The invention discloses an identification method of ultra-deep volcanic rock, which comprises the following steps: filtering the seismic data volume of the volcanic development zone in a transverse forced manner, and highlighting the discontinuity of the longitudinal seismic data volume; enhancing the abnormal characteristics of the volcanic channel by adopting a principal component analysis data fusion method; performing chaotic attribute processing on the reflection chaotic characteristics to obtain a chaotic reflection value; performing clustering analysis on the chaotic reflection value to predict lithofacies; processing the chaotic reflection value by adopting a K-prototype algorithm to obtain a lithofacies classification result; and (4) integrating the volcanic channel abnormal characteristics and the lithofacies classification results to identify volcanic rocks. The geological meaning multi-resolution of the seismic abnormal body is reduced, the identification method of the ultra-deep volcanic rock is provided, and the identification precision of the ultra-deep volcanic rock reservoir is greatly improved.

Description

Identification method of ultra-deep volcanic rock
Technical Field
The invention relates to the field of petroleum and natural gas exploration and development, in particular to an identification method of ultra-deep volcanic rocks.
Background
Volcanic rock oil and gas reservoirs are important targets for oil and gas exploration, and volcanic rock seismic identification is a key for volcanic rock oil and gas reservoir exploration. The buried depths of the Xujia surrounding gas reservoir, the Sonnan gas reservoir and the Clariti gas reservoir are all 2000-4000 m in China, and the buried depths of the volcanic gas reservoirs discovered at present abroad are not more than 4000m, so that the volcanic gas reservoirs in the West of Sichuan have the characteristics of ultra-deep buried, ultra-6000 m buried depths, strong concealment and the like compared with other volcanic gas reservoirs at home and abroad. The method is influenced by the ultra-deep burial, the seismic data quality is low, and the identification difficulty is high; the lower part of the lava in western Sichuan has no obvious volcanic cone type characteristic, the magma overflow channel is narrow, and the seismic reflection characteristic is not obvious; and the volcanic rock drilling is less, and the plane distribution characteristics of the volcanic rock are not clear. At present, a western-chuan volcanic rock recognition method is mostly based on a conventional seismic profile recognition means, a stratum thickness method reflects the development of volcanic rock, the characteristics of a volcanic rock profile have a hillock-shaped raised appearance and an internal disordered characteristic, the characteristics are similar to the characteristics of a biological reef seismic profile, effective distinguishing cannot be achieved, and the recognition method has strong ambiguity.
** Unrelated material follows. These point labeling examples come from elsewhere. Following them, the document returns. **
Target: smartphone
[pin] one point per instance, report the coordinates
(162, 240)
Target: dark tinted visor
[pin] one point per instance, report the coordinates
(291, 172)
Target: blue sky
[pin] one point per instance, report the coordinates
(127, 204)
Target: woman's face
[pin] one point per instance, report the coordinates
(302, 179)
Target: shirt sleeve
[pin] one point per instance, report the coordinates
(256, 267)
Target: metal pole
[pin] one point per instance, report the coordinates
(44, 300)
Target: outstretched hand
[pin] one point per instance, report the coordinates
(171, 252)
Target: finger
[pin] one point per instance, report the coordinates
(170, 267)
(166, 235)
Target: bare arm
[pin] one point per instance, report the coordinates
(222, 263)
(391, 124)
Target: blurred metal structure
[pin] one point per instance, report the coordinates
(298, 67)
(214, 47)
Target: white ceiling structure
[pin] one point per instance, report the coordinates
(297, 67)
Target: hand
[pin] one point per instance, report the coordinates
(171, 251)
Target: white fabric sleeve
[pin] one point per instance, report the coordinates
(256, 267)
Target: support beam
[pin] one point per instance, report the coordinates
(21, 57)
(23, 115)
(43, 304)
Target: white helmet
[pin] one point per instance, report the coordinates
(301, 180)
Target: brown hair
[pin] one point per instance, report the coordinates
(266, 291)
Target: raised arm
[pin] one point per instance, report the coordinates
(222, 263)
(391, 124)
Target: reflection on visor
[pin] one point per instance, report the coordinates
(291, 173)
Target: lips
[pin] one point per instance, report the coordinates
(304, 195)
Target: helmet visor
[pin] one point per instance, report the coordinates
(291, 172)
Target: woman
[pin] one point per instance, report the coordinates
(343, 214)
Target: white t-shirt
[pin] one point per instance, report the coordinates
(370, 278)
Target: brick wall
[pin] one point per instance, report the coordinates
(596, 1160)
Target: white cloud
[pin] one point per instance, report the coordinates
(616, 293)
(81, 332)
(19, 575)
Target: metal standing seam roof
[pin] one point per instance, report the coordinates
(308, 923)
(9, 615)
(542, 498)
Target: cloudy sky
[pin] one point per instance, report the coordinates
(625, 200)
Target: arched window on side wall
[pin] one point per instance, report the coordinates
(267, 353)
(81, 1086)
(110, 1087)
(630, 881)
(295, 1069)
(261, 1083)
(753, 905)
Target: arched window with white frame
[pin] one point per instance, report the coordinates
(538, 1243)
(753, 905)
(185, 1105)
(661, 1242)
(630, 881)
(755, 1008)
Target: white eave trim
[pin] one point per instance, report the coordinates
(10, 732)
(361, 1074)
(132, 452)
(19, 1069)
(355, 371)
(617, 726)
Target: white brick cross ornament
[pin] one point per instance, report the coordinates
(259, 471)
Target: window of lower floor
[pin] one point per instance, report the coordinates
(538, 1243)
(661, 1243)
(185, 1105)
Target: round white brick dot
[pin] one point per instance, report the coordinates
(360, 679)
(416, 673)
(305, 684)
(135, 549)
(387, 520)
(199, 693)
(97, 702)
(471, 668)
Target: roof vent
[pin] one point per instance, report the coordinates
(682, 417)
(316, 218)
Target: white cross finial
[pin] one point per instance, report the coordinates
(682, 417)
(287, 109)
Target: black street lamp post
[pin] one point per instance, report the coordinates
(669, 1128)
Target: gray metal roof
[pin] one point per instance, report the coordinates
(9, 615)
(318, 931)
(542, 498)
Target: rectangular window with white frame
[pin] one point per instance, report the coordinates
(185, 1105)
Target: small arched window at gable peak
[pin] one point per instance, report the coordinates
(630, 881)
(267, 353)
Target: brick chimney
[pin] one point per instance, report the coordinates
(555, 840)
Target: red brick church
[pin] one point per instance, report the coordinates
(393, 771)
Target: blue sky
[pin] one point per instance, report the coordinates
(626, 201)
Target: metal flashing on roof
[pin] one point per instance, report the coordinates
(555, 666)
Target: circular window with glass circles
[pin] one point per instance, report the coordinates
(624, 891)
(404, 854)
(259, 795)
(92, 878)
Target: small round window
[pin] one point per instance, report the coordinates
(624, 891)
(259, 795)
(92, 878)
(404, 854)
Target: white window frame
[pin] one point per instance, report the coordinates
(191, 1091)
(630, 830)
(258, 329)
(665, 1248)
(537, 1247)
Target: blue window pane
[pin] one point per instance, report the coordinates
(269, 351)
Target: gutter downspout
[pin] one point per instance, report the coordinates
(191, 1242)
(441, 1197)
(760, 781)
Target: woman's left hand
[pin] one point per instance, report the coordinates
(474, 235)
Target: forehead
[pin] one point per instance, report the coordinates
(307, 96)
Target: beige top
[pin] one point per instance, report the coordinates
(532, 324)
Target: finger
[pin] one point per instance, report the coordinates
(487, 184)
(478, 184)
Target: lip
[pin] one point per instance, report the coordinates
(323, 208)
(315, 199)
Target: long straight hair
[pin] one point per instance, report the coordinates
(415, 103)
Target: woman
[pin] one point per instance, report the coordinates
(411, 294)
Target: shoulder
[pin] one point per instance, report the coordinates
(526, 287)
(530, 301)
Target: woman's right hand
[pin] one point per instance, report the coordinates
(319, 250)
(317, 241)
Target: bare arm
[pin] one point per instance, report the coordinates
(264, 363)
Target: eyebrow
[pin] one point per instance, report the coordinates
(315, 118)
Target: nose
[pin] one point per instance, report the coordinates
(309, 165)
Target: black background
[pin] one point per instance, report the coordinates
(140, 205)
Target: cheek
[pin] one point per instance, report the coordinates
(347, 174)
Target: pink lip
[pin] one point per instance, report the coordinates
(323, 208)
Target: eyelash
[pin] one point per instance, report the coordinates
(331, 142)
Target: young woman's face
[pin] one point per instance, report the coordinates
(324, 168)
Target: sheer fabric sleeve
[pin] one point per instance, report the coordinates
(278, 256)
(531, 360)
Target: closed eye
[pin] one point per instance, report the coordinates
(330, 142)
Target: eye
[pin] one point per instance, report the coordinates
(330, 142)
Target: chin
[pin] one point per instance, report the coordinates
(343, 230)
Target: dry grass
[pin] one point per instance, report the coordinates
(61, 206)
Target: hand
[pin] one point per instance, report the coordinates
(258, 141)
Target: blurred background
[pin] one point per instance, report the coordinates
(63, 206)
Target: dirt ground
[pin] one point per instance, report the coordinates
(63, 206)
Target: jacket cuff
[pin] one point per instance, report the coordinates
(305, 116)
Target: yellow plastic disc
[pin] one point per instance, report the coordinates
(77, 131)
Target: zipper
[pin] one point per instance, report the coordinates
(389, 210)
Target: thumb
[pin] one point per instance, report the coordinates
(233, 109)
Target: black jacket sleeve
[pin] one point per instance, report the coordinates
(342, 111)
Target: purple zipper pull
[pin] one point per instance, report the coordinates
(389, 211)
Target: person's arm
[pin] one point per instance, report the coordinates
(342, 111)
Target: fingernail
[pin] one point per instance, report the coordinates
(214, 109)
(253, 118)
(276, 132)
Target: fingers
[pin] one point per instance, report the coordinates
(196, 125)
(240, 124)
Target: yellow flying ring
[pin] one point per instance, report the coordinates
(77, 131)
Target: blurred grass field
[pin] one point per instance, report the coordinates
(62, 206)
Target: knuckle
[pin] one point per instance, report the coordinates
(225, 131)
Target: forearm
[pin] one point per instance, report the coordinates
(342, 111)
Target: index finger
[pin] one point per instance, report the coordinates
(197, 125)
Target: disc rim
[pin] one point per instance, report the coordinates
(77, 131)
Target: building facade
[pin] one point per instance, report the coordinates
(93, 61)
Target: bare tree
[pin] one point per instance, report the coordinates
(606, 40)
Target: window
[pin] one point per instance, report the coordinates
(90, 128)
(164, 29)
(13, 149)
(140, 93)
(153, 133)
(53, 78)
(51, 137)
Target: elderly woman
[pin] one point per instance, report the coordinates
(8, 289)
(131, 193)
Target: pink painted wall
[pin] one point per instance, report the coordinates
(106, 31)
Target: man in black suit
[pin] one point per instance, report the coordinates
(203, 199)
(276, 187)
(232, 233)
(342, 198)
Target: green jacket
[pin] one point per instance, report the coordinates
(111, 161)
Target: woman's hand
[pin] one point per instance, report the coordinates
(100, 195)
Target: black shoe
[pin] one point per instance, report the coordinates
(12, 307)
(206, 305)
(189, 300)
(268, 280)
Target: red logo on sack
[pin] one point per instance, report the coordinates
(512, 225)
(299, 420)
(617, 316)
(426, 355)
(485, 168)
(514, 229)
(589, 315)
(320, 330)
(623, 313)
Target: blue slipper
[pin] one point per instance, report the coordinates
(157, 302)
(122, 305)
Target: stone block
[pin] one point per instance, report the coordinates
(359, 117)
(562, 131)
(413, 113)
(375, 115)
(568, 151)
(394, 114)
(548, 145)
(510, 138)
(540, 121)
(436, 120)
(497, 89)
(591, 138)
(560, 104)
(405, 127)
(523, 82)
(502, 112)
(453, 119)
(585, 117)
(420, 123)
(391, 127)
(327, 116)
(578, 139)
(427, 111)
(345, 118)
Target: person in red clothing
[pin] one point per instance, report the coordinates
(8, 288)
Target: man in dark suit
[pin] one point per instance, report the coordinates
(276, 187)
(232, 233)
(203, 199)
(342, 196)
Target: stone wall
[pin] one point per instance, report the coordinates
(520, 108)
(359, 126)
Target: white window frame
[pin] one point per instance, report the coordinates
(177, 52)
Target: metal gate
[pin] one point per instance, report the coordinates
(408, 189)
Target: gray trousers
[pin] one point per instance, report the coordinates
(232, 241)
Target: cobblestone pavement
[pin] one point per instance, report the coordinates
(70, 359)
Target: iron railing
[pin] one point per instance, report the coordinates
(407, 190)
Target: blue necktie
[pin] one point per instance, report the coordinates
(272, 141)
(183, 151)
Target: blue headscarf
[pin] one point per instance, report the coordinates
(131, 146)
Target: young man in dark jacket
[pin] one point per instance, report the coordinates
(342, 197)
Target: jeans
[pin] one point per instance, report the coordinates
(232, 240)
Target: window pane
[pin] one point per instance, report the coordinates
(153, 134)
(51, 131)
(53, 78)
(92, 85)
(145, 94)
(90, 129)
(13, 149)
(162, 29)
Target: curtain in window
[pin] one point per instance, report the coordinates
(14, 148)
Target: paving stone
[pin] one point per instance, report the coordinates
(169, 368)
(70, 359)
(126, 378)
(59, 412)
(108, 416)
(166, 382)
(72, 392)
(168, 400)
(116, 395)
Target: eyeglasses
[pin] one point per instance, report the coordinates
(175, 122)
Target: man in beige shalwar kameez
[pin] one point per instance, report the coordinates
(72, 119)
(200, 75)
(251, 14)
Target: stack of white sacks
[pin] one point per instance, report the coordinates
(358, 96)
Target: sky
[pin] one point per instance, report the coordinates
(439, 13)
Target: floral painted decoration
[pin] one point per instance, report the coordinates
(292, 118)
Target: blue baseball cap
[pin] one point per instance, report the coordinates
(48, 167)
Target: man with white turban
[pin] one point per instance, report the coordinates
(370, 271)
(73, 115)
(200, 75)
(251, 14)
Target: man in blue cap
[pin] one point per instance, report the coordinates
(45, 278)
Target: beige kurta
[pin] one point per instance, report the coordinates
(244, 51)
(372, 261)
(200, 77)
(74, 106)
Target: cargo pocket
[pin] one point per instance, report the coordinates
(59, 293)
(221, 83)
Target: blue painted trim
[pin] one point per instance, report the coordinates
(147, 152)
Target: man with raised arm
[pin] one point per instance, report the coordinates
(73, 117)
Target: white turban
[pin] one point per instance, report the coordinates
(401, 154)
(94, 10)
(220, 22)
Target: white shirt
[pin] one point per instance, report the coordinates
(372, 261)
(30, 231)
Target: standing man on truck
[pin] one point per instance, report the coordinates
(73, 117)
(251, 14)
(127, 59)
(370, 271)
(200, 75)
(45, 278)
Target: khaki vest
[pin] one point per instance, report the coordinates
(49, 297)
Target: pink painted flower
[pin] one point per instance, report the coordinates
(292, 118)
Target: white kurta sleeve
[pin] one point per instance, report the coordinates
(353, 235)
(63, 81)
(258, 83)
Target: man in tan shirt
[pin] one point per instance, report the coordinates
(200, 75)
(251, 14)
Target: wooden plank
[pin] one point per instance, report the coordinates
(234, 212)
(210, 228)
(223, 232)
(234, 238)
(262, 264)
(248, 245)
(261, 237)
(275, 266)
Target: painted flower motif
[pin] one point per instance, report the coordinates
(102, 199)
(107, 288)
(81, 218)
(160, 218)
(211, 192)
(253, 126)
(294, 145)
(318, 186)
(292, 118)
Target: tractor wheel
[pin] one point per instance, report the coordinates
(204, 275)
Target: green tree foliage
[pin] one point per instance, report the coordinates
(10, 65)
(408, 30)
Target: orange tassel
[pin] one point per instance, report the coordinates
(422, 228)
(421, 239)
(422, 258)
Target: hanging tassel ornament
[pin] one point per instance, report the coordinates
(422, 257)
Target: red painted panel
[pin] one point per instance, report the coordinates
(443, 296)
Therefore, the chinese patent application CN201611142635.0 discloses a volcanic lithofacies prediction method, which comprises the following steps: and (3) forward modeling: performing forward modeling of a section model on the basis of seismic geological horizon calibration; and (3) seismic attribute extraction: extracting the seismic attribute of the boundary layer aiming at the target layer position, and determining the range of an attribute time window; the attributes are preferably: preferably reflecting the seismic attributes of volcanic rock distribution, and carrying out pretreatment; volcanic lithofacies classification: according to the drilling result, carrying out classification on volcanic rock facies; performing multi-attribute neural network pattern recognition; and (3) lithofacies prediction: and fusing the plurality of seismic attributes according to the neural network parameters obtained by training, and predicting the distribution change rule of the volcanic lithofacies in the unknown area. However, the volcanic burst phase and the spray-overflow phase are separated and affected by the buried depth of the stratum and the data quality, the phase boundary is difficult to determine, and the seismic attribute plane regularity is poor, so that the distribution characteristics of the volcanic phase are not clear.
Disclosure of Invention
The invention aims to overcome the problem of unclear lithofacies distribution characteristics of ultra-deep volcanic rocks in the prior art and provides an identification method of the ultra-deep volcanic rocks.
In order to achieve the above purpose, the invention provides the following technical scheme:
an identification method of ultra-deep volcanic rocks comprises the following steps:
filtering the seismic data volume of the volcanic development zone in a transverse forced manner, and highlighting the discontinuity of the longitudinal seismic data volume; enhancing the abnormal characteristics of the volcanic channel by adopting a principal component analysis data fusion method to obtain a volcanic cone distribution map;
performing chaotic attribute processing on the reflection chaotic characteristics of the volcanic development zone to obtain a chaotic reflection value; classifying lithofacies through clustering analysis on the chaotic reflection values to obtain a volcanic lithofacies prediction plan;
and predicting volcanic mechanism distribution and volcanic facies plane distribution according to the volcanic facies prediction plane graph and the volcanic cone distribution diagram.
Preferably, the clustering analysis is to process the chaotic reflection value by adopting a K-prototype algorithm to obtain a lithofacies classification result.
Preferably, the transverse mandatory filtering adopts a self-adaptive construction orientation denoising method, automatically adjusts the orientation according to the main construction direction, specifies the signal dominant direction in the filtering process, and performs filtering iteration for multiple times to remove tuning and random noise.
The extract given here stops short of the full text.